Ibu bapak saudari/a yang terkasih, merasa dicintai merupakan kekuatan yang besar. Perasaan itu menjadikan hati kita penuh dengan syukur. Dari sana lah, muncul kekuatan untuk mencintai. Inilah sebenarnya perintah baru, yakni bukanlah sebuah tuntutan untuk mengasihi sesame, namun wujud syukur atas kasih Kristus kepada kita. Bila perintah untuk mengasihi kita laksanakan sebagai perintah yang mau tidak mau kita lakukan, kita akan menjumpai kelelahan. Atau bahkan, kita terjun bebas dalam kekecewaan bila orang yang kita kasihi berbalik berbuat jahat kepada kita. Untuk itu rasakan. Rasakan kasih Kristus, sehingga mengasihi sesame bukanlah sebuah tuntutan panggilan, namun respon atas hati yang bersyukur. Inilah pembaruan itu, sebuah motivasi yang baru; karena Kristus mengasihiku dan aku merasakannya. Jikalau ada yang bertanya, mengapa kita mau repot-repot mengasihi orang lain? Jawablah, karena Kristus mau repot-repot jadi manusia dan berkorban bagiku. Mengapa kok kita mau mengampuni? Jawablah, karena Kristus sudah mengampuni salah dan segala dosaku. Mengapa kita mau melayani? Jawablah, karena Kristus telah melayaniku lebih dulu. Kok mau? Jawablah, karena Kristus mau. Saudaraku, peganglah alasan itu, niscaya kita akan mampu melaksanakan perintah itu dengan setia.
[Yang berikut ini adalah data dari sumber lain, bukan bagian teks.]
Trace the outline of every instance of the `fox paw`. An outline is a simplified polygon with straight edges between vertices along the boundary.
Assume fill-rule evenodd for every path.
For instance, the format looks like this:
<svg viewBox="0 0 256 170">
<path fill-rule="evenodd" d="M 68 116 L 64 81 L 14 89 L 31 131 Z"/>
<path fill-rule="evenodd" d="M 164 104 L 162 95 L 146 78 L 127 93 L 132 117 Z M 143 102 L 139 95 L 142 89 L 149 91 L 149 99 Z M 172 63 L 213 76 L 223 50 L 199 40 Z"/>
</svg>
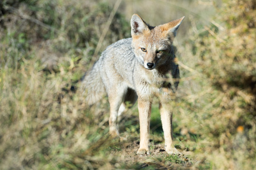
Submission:
<svg viewBox="0 0 256 170">
<path fill-rule="evenodd" d="M 150 154 L 150 152 L 148 148 L 139 148 L 139 150 L 137 151 L 137 154 L 149 155 Z"/>
<path fill-rule="evenodd" d="M 170 148 L 166 149 L 166 151 L 170 155 L 171 154 L 180 154 L 180 152 L 179 152 L 177 149 L 175 147 L 172 147 Z"/>
</svg>

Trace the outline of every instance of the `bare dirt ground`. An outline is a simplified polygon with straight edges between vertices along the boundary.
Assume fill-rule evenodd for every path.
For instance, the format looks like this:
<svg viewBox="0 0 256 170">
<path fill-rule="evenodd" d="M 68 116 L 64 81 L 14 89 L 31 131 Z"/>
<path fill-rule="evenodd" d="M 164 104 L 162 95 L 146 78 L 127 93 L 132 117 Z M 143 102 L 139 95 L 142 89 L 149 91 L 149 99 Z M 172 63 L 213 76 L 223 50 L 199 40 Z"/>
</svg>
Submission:
<svg viewBox="0 0 256 170">
<path fill-rule="evenodd" d="M 150 154 L 142 155 L 137 154 L 139 146 L 139 142 L 138 140 L 126 141 L 111 146 L 112 149 L 110 153 L 119 158 L 117 161 L 120 164 L 116 164 L 115 166 L 117 168 L 122 168 L 123 167 L 121 165 L 125 163 L 131 169 L 191 169 L 195 163 L 187 155 L 189 152 L 182 152 L 179 150 L 180 154 L 170 155 L 165 151 L 163 145 L 151 142 Z"/>
</svg>

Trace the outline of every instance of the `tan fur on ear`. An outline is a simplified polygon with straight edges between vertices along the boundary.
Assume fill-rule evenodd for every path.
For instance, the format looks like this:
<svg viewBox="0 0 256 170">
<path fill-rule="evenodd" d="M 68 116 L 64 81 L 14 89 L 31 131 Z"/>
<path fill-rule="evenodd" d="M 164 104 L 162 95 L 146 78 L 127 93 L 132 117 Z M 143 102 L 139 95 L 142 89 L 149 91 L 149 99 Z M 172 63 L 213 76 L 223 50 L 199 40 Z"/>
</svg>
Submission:
<svg viewBox="0 0 256 170">
<path fill-rule="evenodd" d="M 172 33 L 175 37 L 177 30 L 184 18 L 185 16 L 183 16 L 180 19 L 159 26 L 160 29 L 161 29 L 162 32 L 168 31 L 168 33 Z"/>
<path fill-rule="evenodd" d="M 145 30 L 148 30 L 147 24 L 139 16 L 139 15 L 134 14 L 131 19 L 131 36 L 143 34 Z"/>
</svg>

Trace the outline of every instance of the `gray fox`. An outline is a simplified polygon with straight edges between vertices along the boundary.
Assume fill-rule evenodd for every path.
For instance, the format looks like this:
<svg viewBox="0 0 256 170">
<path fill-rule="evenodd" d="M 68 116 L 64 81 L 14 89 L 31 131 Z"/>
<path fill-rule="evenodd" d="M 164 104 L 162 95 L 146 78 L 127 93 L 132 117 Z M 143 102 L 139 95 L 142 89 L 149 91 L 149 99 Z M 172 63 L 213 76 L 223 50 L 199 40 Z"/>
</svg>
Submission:
<svg viewBox="0 0 256 170">
<path fill-rule="evenodd" d="M 114 137 L 119 136 L 118 117 L 125 110 L 126 102 L 133 105 L 138 99 L 139 154 L 150 154 L 150 119 L 154 96 L 159 98 L 166 151 L 170 154 L 177 153 L 172 144 L 170 101 L 179 79 L 172 42 L 184 18 L 152 27 L 134 14 L 131 19 L 132 37 L 108 46 L 82 81 L 88 104 L 98 101 L 106 94 L 108 95 L 110 106 L 109 132 Z M 170 73 L 175 81 L 172 86 L 167 82 Z"/>
</svg>

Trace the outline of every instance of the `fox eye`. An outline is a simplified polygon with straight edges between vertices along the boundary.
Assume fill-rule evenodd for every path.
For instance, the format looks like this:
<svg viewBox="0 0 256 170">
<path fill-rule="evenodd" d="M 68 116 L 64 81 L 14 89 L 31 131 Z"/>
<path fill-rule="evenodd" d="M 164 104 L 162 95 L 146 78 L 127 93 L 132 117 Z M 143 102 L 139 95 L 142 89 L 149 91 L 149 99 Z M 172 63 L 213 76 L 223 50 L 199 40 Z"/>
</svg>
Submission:
<svg viewBox="0 0 256 170">
<path fill-rule="evenodd" d="M 141 50 L 142 50 L 142 52 L 147 52 L 147 50 L 144 48 L 141 48 Z"/>
</svg>

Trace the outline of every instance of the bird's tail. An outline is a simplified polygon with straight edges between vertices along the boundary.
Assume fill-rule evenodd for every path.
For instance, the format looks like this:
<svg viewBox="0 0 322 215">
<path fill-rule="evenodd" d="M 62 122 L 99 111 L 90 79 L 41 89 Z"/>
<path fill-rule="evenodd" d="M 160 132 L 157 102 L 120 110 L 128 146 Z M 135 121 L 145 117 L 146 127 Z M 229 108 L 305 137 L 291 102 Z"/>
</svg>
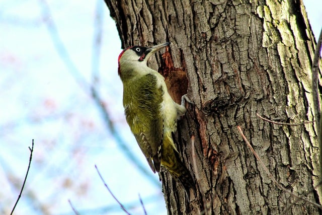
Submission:
<svg viewBox="0 0 322 215">
<path fill-rule="evenodd" d="M 190 188 L 192 188 L 195 196 L 197 196 L 196 186 L 192 176 L 181 161 L 179 153 L 174 148 L 172 138 L 170 141 L 170 144 L 165 141 L 163 142 L 161 164 L 169 171 L 176 181 L 181 184 L 188 199 L 190 198 Z"/>
</svg>

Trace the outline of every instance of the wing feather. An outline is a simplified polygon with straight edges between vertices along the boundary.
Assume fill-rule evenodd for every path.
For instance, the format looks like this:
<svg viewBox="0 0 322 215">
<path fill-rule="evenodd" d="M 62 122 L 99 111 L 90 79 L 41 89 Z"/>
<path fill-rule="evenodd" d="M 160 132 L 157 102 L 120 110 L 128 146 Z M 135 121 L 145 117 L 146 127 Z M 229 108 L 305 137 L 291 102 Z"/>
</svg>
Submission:
<svg viewBox="0 0 322 215">
<path fill-rule="evenodd" d="M 127 95 L 126 120 L 152 171 L 158 172 L 161 163 L 163 119 L 160 112 L 164 92 L 157 87 L 156 77 L 149 74 L 134 80 Z M 133 92 L 138 92 L 136 95 Z M 124 95 L 126 93 L 124 92 Z M 151 165 L 151 159 L 154 167 Z M 154 168 L 153 168 L 154 167 Z"/>
</svg>

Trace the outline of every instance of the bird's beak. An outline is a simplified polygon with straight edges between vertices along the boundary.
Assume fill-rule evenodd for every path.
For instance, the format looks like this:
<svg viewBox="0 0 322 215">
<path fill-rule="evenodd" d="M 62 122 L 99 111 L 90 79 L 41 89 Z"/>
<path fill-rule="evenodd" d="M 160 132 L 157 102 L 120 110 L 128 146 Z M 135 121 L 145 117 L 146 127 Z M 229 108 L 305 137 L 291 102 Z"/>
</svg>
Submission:
<svg viewBox="0 0 322 215">
<path fill-rule="evenodd" d="M 152 54 L 152 53 L 154 53 L 160 50 L 162 48 L 164 48 L 166 46 L 168 46 L 170 44 L 170 43 L 169 42 L 167 42 L 165 43 L 159 44 L 158 45 L 156 45 L 150 47 L 148 48 L 147 49 L 146 49 L 146 50 L 149 52 L 149 53 Z"/>
</svg>

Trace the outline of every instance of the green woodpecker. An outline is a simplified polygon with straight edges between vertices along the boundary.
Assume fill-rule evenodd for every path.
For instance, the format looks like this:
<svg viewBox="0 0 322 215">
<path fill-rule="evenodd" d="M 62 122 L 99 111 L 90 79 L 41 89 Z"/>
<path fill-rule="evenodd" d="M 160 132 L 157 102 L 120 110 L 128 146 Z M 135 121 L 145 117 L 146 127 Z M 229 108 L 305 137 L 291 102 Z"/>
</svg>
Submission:
<svg viewBox="0 0 322 215">
<path fill-rule="evenodd" d="M 170 44 L 126 48 L 119 56 L 118 74 L 123 83 L 126 121 L 150 167 L 154 173 L 160 165 L 166 167 L 189 197 L 190 188 L 195 193 L 194 181 L 172 138 L 177 120 L 186 112 L 184 100 L 181 105 L 175 103 L 164 78 L 146 65 L 154 52 Z"/>
</svg>

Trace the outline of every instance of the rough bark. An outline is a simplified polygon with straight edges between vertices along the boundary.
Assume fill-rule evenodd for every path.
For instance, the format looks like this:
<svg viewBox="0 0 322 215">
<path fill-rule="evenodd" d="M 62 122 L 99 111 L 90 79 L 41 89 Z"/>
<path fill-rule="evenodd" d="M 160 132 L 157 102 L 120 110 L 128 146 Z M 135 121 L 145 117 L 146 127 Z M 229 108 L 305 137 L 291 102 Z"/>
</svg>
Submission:
<svg viewBox="0 0 322 215">
<path fill-rule="evenodd" d="M 169 214 L 279 214 L 288 206 L 285 214 L 321 212 L 279 189 L 236 129 L 243 128 L 280 183 L 296 195 L 313 189 L 307 198 L 322 201 L 320 188 L 313 189 L 320 171 L 313 124 L 281 125 L 256 116 L 292 123 L 314 120 L 315 43 L 301 1 L 105 1 L 123 47 L 170 41 L 163 58 L 158 55 L 150 66 L 162 65 L 167 79 L 176 71 L 187 74 L 194 104 L 187 105 L 177 136 L 184 162 L 200 178 L 198 194 L 189 201 L 163 171 Z"/>
</svg>

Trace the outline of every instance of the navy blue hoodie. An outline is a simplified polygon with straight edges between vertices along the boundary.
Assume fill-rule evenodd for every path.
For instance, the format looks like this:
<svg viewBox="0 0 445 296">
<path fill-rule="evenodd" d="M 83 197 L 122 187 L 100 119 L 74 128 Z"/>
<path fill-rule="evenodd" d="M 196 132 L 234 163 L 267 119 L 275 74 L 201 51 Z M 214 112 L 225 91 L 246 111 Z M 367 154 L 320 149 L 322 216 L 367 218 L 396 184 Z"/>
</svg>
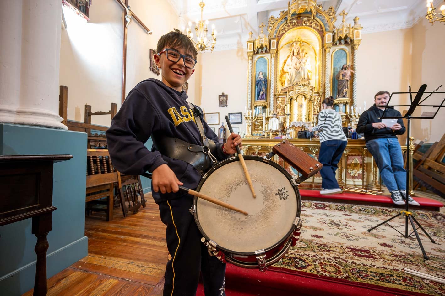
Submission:
<svg viewBox="0 0 445 296">
<path fill-rule="evenodd" d="M 382 138 L 396 138 L 397 135 L 403 134 L 405 132 L 405 126 L 402 118 L 397 120 L 397 123 L 402 126 L 402 128 L 398 130 L 393 130 L 388 127 L 381 129 L 373 127 L 372 123 L 382 122 L 381 119 L 379 118 L 383 117 L 383 110 L 376 107 L 375 104 L 360 115 L 357 124 L 357 132 L 364 133 L 364 139 L 367 142 L 370 140 Z M 385 117 L 401 116 L 400 112 L 391 107 L 388 107 L 384 111 Z"/>
<path fill-rule="evenodd" d="M 196 188 L 201 175 L 191 165 L 161 155 L 154 146 L 150 151 L 144 145 L 152 135 L 177 138 L 190 144 L 202 145 L 194 121 L 199 118 L 194 116 L 187 98 L 185 92 L 181 93 L 151 78 L 139 83 L 131 90 L 106 131 L 108 150 L 117 170 L 127 175 L 140 175 L 146 171 L 152 173 L 166 164 L 185 187 Z M 207 123 L 201 121 L 206 135 L 216 144 L 216 152 L 213 154 L 215 157 L 220 161 L 227 158 L 222 151 L 223 143 L 218 142 L 218 137 Z M 184 195 L 181 191 L 152 193 L 156 201 Z"/>
</svg>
Tema yang kita renungkan adalah TUAH KATA KASIH. Tuah itu sendiri berarti sakti, atau keramat. Berarti, kata kasih itu memiliki energi yang besar. Orang-orang pada umumnya tau, bahwa kasih adalah ajaran utama dalam agama Kristen. Iya, benar. Kita mendengarkannya terus, merenungkannya bersama, menuliskannya, selalu mengatakannya. Namun, bila kita renungkan, apakah jangan-jangan kata ‘kasih’ itu sendiri sudah kehilangan makna? Kata kasih itu hanya menjadi sebuah slogan, bukan gaya hidup. Seperti kisah seorang pendeta yang dikritik seorang jemaat, karena selama dua bulan lebih, terus berkhotbah tentang kasih. Pendeta itu tersenyum dan berkata, “apakah sudah dilakukan dengan baik?” Ya, seringkali kata ‘kasih’ it uterus digaungkan, namun tidak dibarengi dengan tindakan nyata kita. Pertanyaannya, apakah kita sudah menjadikan ‘kasih’ itu bukan sekedar slogan atau tagline saja, dan menjadi model utama kehidupan kita? Ada indicator untuk mengetahui hal tersebut. Sederhana saja, apakah orang-orang di sekitar kita merasa dicintai oleh keberadaan kita? Kita tidak tahu jawabannya, dan bukan tugas kita untuk mencari tahu hal itu. Tugas kita satu, meyakinkan bahwa mereka dicintai oleh keberadaan kita. Selamat menjalankan perintah baru itu. Tuhan memberkati. Amin.